Although many OS X developers out there were salivating over the prospect of potentially creating apps for the Apple iPhone, the consensus on the web and blogosphere is that Apple is not about to do that. I believe there are two big reasons why they are right.

Firstly, Apple is renowned for its tight control over the iPod. They never opened up the iPod for 3rd party apps, so why should they start opening it up for the iPhone (which essentially is an iPod with phone functions)? Let’s imagine that they let poor quality 3rd party apps to be installed on their iPods. The result is a poor image of Apple when Joe Schmoe decides to show off the app to his friends. Of course, the opposite could hold true where a killer 3rd party app gets shown, and the result is that Apple gets free good publicity. If you were Apple, would you take that chance?

Secondly, remember that they have a relationship with Cingular. Cingular would crap their pants if some 3rd party developer (i.e. Skype) created a VOIP application that allows people to by-pass the Cingular network to make calls. Think of the potential loss of revenue on Cingular’s part and you can understand why Apple would be hesitant to open up the iPhone for 3rd party apps. Of course, this assumes that Apple does indeed care about their partner Cingular and that it is not just a case of the “tail wagging the dog” syndrome. If Apple does call the shots (tail wagging the dog), then this argument goes out the window.

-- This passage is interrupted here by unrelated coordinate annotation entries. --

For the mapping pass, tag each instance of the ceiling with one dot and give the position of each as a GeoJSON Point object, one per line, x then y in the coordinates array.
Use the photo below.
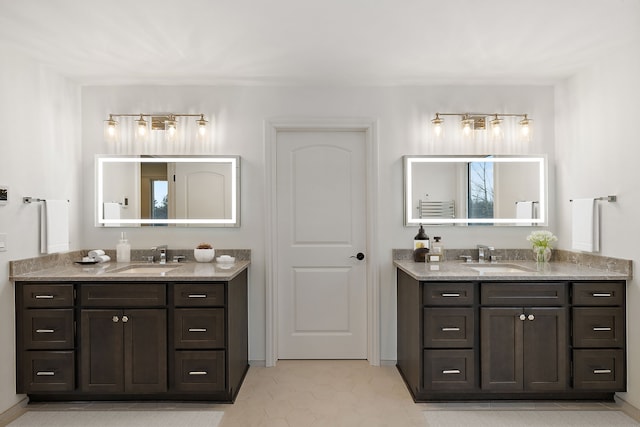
{"type": "Point", "coordinates": [293, 42]}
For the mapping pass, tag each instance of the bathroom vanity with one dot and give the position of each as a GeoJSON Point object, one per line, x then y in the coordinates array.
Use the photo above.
{"type": "Point", "coordinates": [510, 331]}
{"type": "Point", "coordinates": [132, 332]}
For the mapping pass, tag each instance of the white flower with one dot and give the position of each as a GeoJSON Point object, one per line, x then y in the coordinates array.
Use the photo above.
{"type": "Point", "coordinates": [542, 238]}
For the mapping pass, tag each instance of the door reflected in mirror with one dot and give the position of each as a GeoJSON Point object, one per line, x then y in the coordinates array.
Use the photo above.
{"type": "Point", "coordinates": [136, 191]}
{"type": "Point", "coordinates": [475, 190]}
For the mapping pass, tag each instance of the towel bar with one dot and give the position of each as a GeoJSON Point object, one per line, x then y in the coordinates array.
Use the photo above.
{"type": "Point", "coordinates": [607, 198]}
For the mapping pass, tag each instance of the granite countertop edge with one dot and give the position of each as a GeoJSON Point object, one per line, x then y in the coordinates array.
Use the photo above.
{"type": "Point", "coordinates": [188, 271]}
{"type": "Point", "coordinates": [452, 270]}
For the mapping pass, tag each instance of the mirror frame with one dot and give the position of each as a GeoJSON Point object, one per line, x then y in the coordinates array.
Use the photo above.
{"type": "Point", "coordinates": [234, 161]}
{"type": "Point", "coordinates": [409, 161]}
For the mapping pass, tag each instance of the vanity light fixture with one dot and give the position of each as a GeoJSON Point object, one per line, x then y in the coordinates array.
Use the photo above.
{"type": "Point", "coordinates": [162, 122]}
{"type": "Point", "coordinates": [471, 122]}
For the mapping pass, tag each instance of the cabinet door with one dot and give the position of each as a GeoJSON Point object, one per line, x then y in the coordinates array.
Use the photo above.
{"type": "Point", "coordinates": [145, 350]}
{"type": "Point", "coordinates": [101, 351]}
{"type": "Point", "coordinates": [501, 348]}
{"type": "Point", "coordinates": [546, 347]}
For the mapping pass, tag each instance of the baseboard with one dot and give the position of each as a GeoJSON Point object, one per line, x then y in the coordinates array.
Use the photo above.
{"type": "Point", "coordinates": [628, 408]}
{"type": "Point", "coordinates": [14, 412]}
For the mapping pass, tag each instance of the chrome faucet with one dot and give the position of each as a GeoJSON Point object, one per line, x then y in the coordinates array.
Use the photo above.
{"type": "Point", "coordinates": [482, 253]}
{"type": "Point", "coordinates": [163, 252]}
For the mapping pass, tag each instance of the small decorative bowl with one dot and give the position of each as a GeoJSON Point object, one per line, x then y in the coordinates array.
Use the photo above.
{"type": "Point", "coordinates": [204, 255]}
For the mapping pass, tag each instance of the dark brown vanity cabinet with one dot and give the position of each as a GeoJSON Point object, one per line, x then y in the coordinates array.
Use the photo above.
{"type": "Point", "coordinates": [45, 338]}
{"type": "Point", "coordinates": [123, 338]}
{"type": "Point", "coordinates": [599, 336]}
{"type": "Point", "coordinates": [524, 347]}
{"type": "Point", "coordinates": [511, 340]}
{"type": "Point", "coordinates": [139, 340]}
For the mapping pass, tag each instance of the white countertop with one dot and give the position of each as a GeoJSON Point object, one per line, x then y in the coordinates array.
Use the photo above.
{"type": "Point", "coordinates": [113, 271]}
{"type": "Point", "coordinates": [456, 270]}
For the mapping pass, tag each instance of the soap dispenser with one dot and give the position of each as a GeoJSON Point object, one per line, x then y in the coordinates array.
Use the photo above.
{"type": "Point", "coordinates": [123, 249]}
{"type": "Point", "coordinates": [420, 246]}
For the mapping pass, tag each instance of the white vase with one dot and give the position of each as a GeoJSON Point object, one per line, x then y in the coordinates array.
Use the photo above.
{"type": "Point", "coordinates": [541, 254]}
{"type": "Point", "coordinates": [204, 255]}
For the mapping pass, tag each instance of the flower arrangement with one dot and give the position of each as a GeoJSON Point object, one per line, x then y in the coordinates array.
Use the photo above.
{"type": "Point", "coordinates": [204, 252]}
{"type": "Point", "coordinates": [541, 242]}
{"type": "Point", "coordinates": [542, 239]}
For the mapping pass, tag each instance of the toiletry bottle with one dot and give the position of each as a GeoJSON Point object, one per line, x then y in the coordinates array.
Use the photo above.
{"type": "Point", "coordinates": [420, 246]}
{"type": "Point", "coordinates": [123, 249]}
{"type": "Point", "coordinates": [437, 250]}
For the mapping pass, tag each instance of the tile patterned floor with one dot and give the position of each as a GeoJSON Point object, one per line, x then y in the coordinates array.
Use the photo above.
{"type": "Point", "coordinates": [316, 393]}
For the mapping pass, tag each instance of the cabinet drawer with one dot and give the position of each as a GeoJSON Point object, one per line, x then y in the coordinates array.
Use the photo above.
{"type": "Point", "coordinates": [198, 295]}
{"type": "Point", "coordinates": [49, 371]}
{"type": "Point", "coordinates": [199, 328]}
{"type": "Point", "coordinates": [42, 296]}
{"type": "Point", "coordinates": [449, 293]}
{"type": "Point", "coordinates": [123, 295]}
{"type": "Point", "coordinates": [598, 327]}
{"type": "Point", "coordinates": [524, 294]}
{"type": "Point", "coordinates": [199, 371]}
{"type": "Point", "coordinates": [449, 370]}
{"type": "Point", "coordinates": [48, 329]}
{"type": "Point", "coordinates": [448, 327]}
{"type": "Point", "coordinates": [599, 370]}
{"type": "Point", "coordinates": [598, 293]}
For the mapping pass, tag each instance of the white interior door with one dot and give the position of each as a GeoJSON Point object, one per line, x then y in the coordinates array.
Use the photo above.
{"type": "Point", "coordinates": [321, 227]}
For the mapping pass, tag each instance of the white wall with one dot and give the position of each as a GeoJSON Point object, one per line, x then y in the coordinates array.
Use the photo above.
{"type": "Point", "coordinates": [239, 114]}
{"type": "Point", "coordinates": [40, 157]}
{"type": "Point", "coordinates": [597, 152]}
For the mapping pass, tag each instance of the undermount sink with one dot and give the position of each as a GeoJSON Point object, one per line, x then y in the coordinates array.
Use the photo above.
{"type": "Point", "coordinates": [498, 268]}
{"type": "Point", "coordinates": [146, 269]}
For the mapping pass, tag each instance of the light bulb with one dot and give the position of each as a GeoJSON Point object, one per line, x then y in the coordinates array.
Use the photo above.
{"type": "Point", "coordinates": [202, 125]}
{"type": "Point", "coordinates": [142, 126]}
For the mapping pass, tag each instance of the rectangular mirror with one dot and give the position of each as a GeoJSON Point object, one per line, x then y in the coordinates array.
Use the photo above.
{"type": "Point", "coordinates": [133, 191]}
{"type": "Point", "coordinates": [475, 190]}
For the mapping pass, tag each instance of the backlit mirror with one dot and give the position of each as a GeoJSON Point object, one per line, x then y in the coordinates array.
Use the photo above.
{"type": "Point", "coordinates": [475, 190]}
{"type": "Point", "coordinates": [134, 191]}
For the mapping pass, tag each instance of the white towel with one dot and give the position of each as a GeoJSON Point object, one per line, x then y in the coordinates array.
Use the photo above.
{"type": "Point", "coordinates": [585, 234]}
{"type": "Point", "coordinates": [54, 226]}
{"type": "Point", "coordinates": [111, 211]}
{"type": "Point", "coordinates": [524, 210]}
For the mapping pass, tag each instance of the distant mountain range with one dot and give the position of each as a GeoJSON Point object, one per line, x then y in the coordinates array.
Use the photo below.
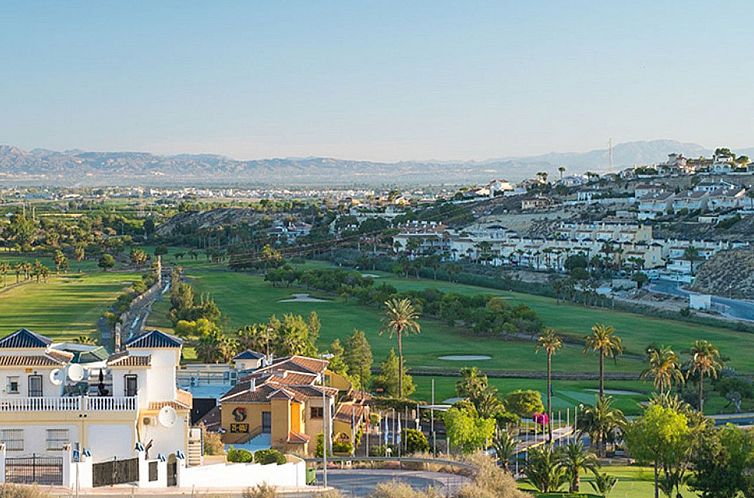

Finally, let’s not lose complete hope for 3rd party support. Apple did show off widgets functionality which in essence is really just Dashboard widgets for the phone. Dashboard widgets are really just a sandboxed web programming environment using JavaScript. Also, you have the Safari mobile browser built-in. There are a ton of web apps out there, and if people are willing to live online exclusively for their 3rd party apps, then this should not be too much of a problem.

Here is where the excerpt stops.